Je croyais avoir perdu ma sensibilité d’être humain face à la mort. Je pensais que jamais une larme ne coulerait de mes yeux ! Jamais ! Pour l’être, il faut avoir le cœur de roc, le sang glacé et les sens impitoyablement figés. Le temps passa sans que je ne m’en aperçoive, me voilà habité par cette hantise et habitué à une espèce de stoïcisme qui troubla, d’une façon ou d’une autre, mon for intérieur. Je pensai alors qu’un choc me déstabilisa et métamorphosa même mon regard, devenu impassible en face de n’importe quel malheur ! Quel choc ? Jamais de ma vie, je n’eus de choc qui puisse tant me perturber.

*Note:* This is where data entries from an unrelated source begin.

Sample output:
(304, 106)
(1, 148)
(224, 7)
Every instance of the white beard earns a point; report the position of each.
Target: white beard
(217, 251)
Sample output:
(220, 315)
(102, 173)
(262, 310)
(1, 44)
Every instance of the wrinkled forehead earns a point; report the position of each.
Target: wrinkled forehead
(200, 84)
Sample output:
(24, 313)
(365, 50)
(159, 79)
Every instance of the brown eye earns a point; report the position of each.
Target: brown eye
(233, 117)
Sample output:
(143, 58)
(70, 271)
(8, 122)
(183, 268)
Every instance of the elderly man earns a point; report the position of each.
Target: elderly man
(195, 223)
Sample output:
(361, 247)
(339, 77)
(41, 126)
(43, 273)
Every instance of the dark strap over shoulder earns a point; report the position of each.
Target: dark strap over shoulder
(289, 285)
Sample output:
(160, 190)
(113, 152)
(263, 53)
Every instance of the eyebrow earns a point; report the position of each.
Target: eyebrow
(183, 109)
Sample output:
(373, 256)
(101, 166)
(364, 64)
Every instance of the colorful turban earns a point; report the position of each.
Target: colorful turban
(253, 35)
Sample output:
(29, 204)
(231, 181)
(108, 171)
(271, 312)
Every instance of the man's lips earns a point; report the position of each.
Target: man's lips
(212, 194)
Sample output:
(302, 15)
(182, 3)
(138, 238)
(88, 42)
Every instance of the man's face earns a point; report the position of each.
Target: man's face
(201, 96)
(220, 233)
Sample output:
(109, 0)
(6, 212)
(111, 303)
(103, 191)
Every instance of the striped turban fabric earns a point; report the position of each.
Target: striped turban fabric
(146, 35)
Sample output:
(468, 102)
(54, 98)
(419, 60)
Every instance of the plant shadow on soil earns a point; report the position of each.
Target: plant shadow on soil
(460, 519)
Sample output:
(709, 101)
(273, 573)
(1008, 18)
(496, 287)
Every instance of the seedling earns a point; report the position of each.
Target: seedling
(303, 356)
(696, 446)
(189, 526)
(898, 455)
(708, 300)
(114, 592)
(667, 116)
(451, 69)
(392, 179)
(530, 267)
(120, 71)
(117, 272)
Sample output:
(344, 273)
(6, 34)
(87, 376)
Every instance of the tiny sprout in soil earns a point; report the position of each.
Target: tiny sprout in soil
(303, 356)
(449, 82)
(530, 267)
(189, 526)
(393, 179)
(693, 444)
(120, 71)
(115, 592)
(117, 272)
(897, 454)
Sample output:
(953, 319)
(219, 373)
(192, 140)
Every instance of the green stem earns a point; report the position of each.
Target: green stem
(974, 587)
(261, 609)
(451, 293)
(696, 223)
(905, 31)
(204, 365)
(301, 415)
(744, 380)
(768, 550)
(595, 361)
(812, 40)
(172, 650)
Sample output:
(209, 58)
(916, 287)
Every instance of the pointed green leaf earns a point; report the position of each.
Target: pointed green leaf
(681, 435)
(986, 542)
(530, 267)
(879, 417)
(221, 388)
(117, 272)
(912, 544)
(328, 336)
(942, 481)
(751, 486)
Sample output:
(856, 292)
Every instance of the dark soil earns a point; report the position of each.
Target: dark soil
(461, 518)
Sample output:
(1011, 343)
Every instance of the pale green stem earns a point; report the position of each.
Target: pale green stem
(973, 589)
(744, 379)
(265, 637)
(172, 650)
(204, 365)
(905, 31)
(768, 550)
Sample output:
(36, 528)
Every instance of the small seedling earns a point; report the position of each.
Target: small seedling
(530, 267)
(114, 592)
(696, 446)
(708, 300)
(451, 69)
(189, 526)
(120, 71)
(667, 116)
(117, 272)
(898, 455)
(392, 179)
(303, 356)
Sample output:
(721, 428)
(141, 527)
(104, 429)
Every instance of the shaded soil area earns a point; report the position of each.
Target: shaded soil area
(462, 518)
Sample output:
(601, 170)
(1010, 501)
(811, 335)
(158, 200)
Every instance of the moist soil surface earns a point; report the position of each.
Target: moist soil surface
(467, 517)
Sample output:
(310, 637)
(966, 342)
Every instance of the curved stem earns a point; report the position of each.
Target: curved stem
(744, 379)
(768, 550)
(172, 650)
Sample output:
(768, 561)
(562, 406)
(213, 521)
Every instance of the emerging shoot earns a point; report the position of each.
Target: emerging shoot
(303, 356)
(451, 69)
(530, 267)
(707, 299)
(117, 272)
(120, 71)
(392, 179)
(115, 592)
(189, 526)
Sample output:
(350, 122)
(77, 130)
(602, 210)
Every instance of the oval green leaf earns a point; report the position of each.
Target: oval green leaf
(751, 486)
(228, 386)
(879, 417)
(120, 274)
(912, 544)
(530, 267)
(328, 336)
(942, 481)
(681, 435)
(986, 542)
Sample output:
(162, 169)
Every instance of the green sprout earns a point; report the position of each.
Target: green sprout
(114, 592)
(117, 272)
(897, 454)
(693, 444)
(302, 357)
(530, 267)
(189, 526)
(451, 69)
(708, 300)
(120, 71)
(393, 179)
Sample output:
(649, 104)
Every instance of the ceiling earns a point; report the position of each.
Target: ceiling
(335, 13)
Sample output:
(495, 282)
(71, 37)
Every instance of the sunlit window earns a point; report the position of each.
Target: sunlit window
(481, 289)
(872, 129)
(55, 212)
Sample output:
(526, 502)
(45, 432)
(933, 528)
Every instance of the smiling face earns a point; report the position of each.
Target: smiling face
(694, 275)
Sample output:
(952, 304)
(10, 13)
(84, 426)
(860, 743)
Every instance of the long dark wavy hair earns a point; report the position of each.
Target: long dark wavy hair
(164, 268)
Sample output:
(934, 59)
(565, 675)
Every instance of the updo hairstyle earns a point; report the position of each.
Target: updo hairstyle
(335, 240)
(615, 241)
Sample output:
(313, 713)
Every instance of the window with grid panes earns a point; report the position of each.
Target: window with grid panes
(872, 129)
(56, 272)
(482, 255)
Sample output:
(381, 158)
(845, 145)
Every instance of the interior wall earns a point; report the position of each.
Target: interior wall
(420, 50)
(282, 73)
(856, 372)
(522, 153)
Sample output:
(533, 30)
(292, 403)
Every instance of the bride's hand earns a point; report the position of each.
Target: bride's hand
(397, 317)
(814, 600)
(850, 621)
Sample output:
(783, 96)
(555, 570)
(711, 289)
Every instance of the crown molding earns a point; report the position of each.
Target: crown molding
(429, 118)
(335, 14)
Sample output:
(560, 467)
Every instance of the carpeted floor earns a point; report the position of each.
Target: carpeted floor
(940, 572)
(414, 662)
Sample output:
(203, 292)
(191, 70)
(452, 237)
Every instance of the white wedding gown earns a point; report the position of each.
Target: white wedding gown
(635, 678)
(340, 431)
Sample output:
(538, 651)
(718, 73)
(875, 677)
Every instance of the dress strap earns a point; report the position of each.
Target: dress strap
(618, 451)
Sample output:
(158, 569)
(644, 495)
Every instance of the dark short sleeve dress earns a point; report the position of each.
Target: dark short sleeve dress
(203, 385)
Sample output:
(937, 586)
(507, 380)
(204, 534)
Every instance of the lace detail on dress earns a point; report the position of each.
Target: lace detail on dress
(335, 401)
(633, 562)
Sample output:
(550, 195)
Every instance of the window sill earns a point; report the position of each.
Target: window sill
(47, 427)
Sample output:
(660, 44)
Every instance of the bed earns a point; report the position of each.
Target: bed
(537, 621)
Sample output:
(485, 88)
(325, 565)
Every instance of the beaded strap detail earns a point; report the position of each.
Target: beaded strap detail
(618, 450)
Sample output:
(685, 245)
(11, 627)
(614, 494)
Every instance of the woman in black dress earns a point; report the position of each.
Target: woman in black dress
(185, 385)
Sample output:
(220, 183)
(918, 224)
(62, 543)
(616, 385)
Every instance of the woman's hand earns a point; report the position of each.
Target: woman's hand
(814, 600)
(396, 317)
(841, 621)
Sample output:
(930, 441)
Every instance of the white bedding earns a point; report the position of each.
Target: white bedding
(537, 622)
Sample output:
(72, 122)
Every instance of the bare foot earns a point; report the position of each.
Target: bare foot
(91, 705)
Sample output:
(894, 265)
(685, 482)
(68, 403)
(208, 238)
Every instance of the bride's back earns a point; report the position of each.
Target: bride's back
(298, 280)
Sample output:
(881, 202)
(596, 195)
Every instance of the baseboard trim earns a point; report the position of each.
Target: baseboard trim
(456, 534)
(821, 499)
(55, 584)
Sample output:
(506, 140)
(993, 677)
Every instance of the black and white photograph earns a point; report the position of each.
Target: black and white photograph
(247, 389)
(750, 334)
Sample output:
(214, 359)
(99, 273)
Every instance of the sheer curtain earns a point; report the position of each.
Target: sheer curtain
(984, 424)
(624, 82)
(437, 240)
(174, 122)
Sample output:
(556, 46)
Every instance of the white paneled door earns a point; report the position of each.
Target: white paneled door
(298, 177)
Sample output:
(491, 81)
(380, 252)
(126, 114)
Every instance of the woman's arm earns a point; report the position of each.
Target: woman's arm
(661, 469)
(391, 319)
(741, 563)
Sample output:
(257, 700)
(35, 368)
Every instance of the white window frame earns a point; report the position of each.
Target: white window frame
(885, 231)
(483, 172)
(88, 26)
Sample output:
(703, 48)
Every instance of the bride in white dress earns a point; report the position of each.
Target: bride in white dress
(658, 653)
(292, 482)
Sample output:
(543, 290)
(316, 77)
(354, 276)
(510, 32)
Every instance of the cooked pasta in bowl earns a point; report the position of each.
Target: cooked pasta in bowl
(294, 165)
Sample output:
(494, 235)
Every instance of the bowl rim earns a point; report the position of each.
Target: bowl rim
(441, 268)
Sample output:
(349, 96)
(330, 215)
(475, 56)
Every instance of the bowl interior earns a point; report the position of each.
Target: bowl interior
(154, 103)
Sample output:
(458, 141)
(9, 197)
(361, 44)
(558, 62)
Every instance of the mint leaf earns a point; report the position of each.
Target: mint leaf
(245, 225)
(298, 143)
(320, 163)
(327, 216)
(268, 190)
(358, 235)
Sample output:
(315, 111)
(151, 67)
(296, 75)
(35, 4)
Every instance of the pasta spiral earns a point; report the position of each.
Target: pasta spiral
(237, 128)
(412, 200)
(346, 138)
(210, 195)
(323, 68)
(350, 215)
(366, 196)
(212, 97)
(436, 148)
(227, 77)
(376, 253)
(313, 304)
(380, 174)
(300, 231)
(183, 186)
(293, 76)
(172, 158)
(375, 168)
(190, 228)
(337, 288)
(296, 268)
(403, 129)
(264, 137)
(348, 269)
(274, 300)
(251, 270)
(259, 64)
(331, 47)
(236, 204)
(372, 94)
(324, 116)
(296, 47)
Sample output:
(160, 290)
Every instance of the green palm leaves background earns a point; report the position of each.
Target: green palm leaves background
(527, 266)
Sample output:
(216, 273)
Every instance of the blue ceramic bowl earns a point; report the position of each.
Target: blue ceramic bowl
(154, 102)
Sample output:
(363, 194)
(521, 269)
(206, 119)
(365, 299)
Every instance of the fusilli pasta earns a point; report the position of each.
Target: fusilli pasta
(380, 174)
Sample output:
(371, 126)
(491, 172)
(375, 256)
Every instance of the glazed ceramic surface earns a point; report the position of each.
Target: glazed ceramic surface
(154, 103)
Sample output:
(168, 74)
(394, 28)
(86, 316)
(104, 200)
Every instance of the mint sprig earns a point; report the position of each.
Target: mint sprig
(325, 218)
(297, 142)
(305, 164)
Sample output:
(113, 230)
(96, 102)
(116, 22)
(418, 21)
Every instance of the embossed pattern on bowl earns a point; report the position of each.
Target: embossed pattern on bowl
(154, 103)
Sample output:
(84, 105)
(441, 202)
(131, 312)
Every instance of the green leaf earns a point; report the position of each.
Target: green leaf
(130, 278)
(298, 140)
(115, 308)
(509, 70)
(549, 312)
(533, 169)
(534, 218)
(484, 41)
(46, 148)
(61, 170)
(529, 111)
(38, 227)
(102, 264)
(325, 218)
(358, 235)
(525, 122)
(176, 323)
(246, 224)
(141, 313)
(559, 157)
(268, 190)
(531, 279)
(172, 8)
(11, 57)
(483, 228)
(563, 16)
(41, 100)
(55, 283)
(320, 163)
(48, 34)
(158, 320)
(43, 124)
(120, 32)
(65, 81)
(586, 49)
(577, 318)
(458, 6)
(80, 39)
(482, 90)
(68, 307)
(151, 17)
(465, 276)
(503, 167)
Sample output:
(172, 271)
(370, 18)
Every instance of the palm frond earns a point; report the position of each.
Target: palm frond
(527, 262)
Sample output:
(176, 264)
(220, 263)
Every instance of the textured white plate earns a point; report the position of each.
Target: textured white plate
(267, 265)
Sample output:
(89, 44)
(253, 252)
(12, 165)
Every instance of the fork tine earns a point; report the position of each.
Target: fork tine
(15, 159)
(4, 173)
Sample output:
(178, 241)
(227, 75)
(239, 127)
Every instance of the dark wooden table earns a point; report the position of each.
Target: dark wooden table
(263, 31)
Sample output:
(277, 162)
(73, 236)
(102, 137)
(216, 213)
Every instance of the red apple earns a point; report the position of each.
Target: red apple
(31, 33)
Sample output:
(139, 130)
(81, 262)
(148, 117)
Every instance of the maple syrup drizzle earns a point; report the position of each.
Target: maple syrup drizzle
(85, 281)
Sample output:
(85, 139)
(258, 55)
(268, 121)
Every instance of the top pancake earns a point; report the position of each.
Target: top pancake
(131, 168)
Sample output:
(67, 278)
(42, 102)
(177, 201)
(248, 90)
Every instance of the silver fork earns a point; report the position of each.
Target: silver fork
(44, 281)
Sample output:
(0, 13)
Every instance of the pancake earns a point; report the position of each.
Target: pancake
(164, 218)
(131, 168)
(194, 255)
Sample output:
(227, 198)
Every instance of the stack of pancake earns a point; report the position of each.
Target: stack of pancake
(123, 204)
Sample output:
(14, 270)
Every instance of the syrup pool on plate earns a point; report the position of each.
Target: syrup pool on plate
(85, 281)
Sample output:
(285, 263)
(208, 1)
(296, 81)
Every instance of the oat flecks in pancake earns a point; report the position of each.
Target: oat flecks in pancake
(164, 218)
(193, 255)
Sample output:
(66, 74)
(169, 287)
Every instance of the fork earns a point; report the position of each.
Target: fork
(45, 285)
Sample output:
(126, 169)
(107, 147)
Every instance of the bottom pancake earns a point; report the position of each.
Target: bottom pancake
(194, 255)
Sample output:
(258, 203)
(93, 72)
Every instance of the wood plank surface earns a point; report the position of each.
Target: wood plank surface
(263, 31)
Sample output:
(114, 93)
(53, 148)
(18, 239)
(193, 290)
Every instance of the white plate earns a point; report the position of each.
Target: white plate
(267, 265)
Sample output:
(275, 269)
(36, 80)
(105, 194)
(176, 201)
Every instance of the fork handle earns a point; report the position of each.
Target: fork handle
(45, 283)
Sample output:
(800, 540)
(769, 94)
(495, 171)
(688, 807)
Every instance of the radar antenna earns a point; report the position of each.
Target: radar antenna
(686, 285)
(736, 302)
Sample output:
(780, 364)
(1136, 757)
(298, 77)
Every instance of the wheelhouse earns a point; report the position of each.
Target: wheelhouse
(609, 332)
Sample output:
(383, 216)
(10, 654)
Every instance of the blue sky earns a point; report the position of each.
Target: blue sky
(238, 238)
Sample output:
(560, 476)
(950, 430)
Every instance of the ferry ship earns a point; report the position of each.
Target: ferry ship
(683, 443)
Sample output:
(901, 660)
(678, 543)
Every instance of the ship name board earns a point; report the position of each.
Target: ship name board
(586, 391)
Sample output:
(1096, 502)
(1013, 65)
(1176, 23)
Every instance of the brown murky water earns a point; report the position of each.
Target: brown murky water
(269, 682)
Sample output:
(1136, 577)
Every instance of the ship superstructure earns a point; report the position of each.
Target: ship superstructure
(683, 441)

Mon père mourut, j’avais à peine 5 ans. Trop jeune, je ne compris rien à ce qui se passait ce jour-là. Je m’accroche encore aux quelques images, parfois trop vagues ou trop discontinues dans ma mémoire de mon défunt père, quelques images usées par le temps et que j’ai peur de les voir disparaître. J’eus même une rage intérieure contre ma grand-mère, que Dieu la préserve en ces temps difficiles, elle me disait à chaque fois que je lui demandais où était papa, qu’il était en voyage. Je ne comprenais rien, mais ayant été trop jeune pour y penser, le jeu et l’insouciance furent mon refuge. Le temps passa. Ce ne fut donc pas un choc puisque j‘en pris conscience progressivement ! Je ne savais pas du tout ce qui se passait. Je me souviens, je me cachais derrière une colonne dans la cours de la maison, je pense encore que la présence de tant de gens me dérangeait et que l’atmosphère de tristesse qui régnait m’étouffait. Je ne me rappelle que de ma mère, les larmes aux yeux et le cœur meurtri, elle qui a perdu son mari trop jeune pour mourir trop jeune, puisque, tout comme Zouhair Yahyaoui, il n‘avait même pas atteint la quarantaine ! De temps en temps, je blâme mon pays qui m’a pris mon père, mais, je garde cette fierté dont je parle, aujourd’hui pour la première fois, une fierté de savoir qu’il fut mort en servant son pays, les siens. Ces anciens collègues et nos proches le lui reconnaissent jusqu’à maintenant. Il partit, c’était dans des circonstances de travail, ce fut son choix, son collègue, lui, fut épargné grâce à mon père. Ce fut son heure, dit-on !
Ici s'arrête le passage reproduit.